The third trial discussed was the KEYNOTE-811 study, previously reported in 2023, which led to the approval and reimbursement of the combination of trastuzumab, pembrolizumab, and chemotherapy for HER2-positive gastric cancers by the European Medicines Agency (EMA) for patients with a Combined Positive Score (CPS) of 1 or higher. Now, the final survival analysis of the trial has been presented. It confirmed a two-month survival benefit with the addition of pembrolizumab to trastuzumab and chemotherapy in HER2-positive gastric cancers. Importantly, the benefit was more pronounced in patients with CPS scores of 1 or higher, reinforcing the association between higher CPS scores and improved outcomes in this patient population. During the presentation, the discussant raised an interesting point about the magnitude of the benefit and how it scales with CPS levels. While the results support the notion that higher CPS scores correspond to greater treatment benefit, this continuum of benefit differs from the clear binary outcome observed with treatments like anti-EGFR therapies in colorectal cancer, where patients with RAS mutations are harmed by treatment and only RAS wild-type patients benefit. In HER2-positive gastric cancer, there appears to be a more gradual increase in benefit as CPS increases rather than a stark cutoff. This observation invites further reflection on how biomarkers like CPS should be used to assess and weigh the value of treatment benefits in different patient populations.

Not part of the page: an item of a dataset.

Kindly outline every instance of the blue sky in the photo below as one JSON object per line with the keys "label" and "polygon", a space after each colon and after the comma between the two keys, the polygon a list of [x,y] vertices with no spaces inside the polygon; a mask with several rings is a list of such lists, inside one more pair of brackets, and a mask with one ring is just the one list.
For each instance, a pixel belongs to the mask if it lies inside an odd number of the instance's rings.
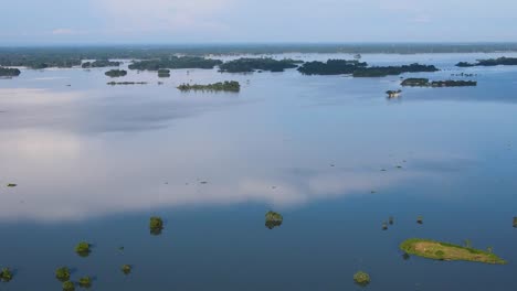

The final study discussed in the session was the DESTINY GASTRIC-03 trial, which explored the use of trastuzumab deruxtican (now reimbursed in Belgium as a second-line treatment) in the first-line setting for HER2-positive gastric cancer. The trial investigated trastuzumab deruxtican at a dose of 6.4 mg/kg as a standalone treatment, in combination with 5-FU or capecitabine, and in combination with chemotherapy plus pembrolizumab.

The main findings were that trastuzumab deruxtican plus chemotherapy was superior to trastuzumab deruxtican monotherapy. Additionally, when combining trastuzumab deruxtican with pembrolizumab, the dose of trastuzumab deruxtican needed to be reduced to avoid excessive toxicity.

An interesting point raised during the discussion was the importance of biomarkers, particularly immunohistochemistry, for HER2 status. Patients with IHC 3+ HER2 expression performed better than those with lower HER2 expression, suggesting that IHC could be a valuable tool in identifying patients who will benefit most from trastuzumab deruxtican treatment.

The takeaway from this session is the evolving focus on tailoring treatments based on biomarker profiles to ensure the right treatment reaches the right patients, reinforcing a more personalised approach to cancer care.